Another is alleged to have been told by at least three executives at Origin that certain findings should not be included in a compliance audit report as it could adversely affect the share price and their employment.

Another whistleblower, responsible for managing compliance with the APLNG project, allegedly prepared a compliance register of issues, listing breaches he rated "serious and material" that had not been entered into the OCIS, which is a mandatory database for regulatory incidents. The breaches were allegedly not reported to regulators.

The division at the centre of some of McDow's allegations is the conventional upstream business.

That part of Origin was recently tagged as NewCo and is set to be demerged this year and listed on the ASX at a value of more than $1.8 billion, according to some analyst estimates.

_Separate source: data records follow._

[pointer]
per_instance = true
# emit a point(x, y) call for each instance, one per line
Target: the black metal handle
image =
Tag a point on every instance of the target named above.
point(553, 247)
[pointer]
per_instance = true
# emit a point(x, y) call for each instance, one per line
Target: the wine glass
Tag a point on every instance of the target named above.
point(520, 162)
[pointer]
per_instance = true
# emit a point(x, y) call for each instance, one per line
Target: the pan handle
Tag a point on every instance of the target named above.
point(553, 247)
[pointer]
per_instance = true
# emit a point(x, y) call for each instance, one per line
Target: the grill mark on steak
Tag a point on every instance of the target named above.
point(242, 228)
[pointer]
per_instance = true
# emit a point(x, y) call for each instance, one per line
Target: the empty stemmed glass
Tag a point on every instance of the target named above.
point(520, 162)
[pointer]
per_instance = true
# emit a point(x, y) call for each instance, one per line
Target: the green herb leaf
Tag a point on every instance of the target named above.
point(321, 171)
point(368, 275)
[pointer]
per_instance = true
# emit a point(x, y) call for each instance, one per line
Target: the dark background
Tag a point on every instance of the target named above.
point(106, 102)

Ms McDow alleges she was victimised and made redundant shortly after filing a whistleblower report in 2015. She alleges she filed the report to officers including the chairman Gordon Cairns.

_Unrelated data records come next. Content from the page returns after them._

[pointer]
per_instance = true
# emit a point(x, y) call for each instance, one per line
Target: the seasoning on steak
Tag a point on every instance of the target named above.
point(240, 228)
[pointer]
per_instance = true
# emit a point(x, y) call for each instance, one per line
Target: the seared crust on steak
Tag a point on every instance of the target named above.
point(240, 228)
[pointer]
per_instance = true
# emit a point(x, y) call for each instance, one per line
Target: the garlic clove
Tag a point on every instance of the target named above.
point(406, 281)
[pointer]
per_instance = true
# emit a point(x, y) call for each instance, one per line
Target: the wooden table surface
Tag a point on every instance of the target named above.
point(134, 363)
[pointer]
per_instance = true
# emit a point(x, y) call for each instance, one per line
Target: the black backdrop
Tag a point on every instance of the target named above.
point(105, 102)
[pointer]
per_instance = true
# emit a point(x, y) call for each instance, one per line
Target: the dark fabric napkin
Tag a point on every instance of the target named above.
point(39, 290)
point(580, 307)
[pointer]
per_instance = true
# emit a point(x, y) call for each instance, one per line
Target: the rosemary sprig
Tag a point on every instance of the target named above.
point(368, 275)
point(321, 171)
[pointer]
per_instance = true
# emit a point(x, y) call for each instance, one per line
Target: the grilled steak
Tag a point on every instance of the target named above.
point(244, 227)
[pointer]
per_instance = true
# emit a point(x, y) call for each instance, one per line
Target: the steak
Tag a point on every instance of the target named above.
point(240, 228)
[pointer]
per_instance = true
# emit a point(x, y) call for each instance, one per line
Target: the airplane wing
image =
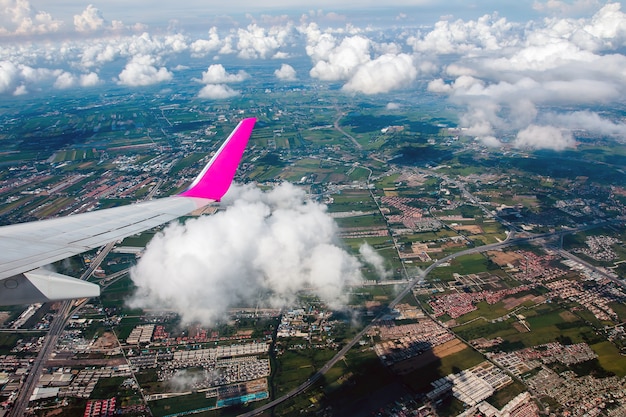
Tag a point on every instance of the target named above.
point(26, 247)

She cites a former head of compliance for Origin telling her in November 2012 that in his 28 years in global senior compliance he had never seen such a "poor and fundamentally broken compliance program than that which existed at Origin."

She alleges in December 2013 an "incident" occurred at a gas well at Beharra Springs in Western Australian and that at a meeting of 60 staff, the chief executive of Origin upstream, who has since left, described it as "the worst he had been involved in his 35 year oil and gas career internationally."

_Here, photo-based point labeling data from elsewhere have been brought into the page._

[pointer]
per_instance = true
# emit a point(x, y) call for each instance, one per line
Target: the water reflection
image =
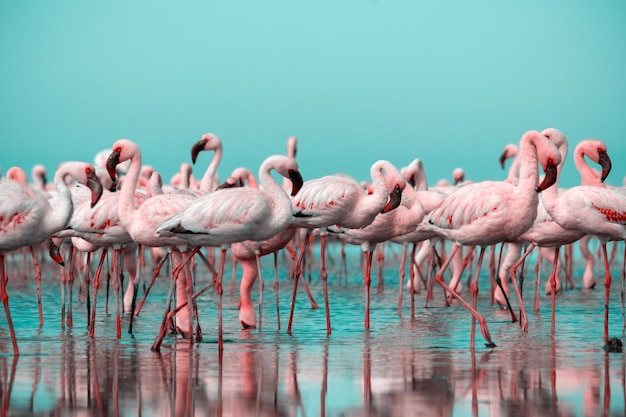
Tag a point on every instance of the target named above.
point(417, 365)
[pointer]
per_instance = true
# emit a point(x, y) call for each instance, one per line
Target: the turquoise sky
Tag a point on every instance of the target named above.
point(450, 82)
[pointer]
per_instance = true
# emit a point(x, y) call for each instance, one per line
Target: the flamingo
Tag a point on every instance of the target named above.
point(28, 218)
point(232, 215)
point(596, 211)
point(547, 234)
point(490, 212)
point(340, 200)
point(208, 141)
point(142, 220)
point(401, 221)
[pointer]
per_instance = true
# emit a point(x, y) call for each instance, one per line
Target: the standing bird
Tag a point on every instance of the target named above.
point(27, 218)
point(231, 215)
point(398, 222)
point(491, 212)
point(141, 219)
point(596, 211)
point(340, 200)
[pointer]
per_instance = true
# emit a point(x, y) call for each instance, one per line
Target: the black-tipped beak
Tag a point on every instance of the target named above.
point(605, 163)
point(112, 161)
point(94, 184)
point(229, 183)
point(411, 180)
point(53, 250)
point(395, 198)
point(503, 160)
point(196, 149)
point(550, 177)
point(296, 182)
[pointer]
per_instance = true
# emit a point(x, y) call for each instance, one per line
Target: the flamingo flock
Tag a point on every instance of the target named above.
point(120, 207)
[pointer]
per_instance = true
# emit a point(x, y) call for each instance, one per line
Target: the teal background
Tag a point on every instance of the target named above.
point(450, 82)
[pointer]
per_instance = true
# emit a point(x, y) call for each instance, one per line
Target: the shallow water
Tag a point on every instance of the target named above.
point(419, 364)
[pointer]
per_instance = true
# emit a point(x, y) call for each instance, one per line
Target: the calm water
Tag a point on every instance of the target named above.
point(418, 365)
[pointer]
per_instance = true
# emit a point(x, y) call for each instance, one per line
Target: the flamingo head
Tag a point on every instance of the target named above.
point(296, 181)
point(605, 163)
point(54, 252)
point(94, 184)
point(208, 142)
point(395, 198)
point(551, 175)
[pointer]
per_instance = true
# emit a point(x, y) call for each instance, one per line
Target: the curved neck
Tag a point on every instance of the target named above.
point(126, 204)
point(588, 175)
point(207, 184)
point(63, 210)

That incident was reported to the WA Department of Mines and Petroleum. 

She alleges a report written into the Beharra explosion concluded that it could have caused multiple fatalities and was caused by 13 systemic issues that had been overlooked and ignored by management in audits and reports over ten years.

Ms McDow is suing for breaches of her employment contract, breaches of the Corporations Act and breaches of the Fair Work Act.

Fairfax Media on Tuesday provided the statement of claim to Mr King but he referred questions to Origin.

An Origin spokeswoman said the company "categorically denied" the allegations underlying Ms McDow's claim."We will vigorously defend the claim in court," she said.

"We are confident that we have met, and continue to meet, all compliance related reporting obligations in relation to our assets."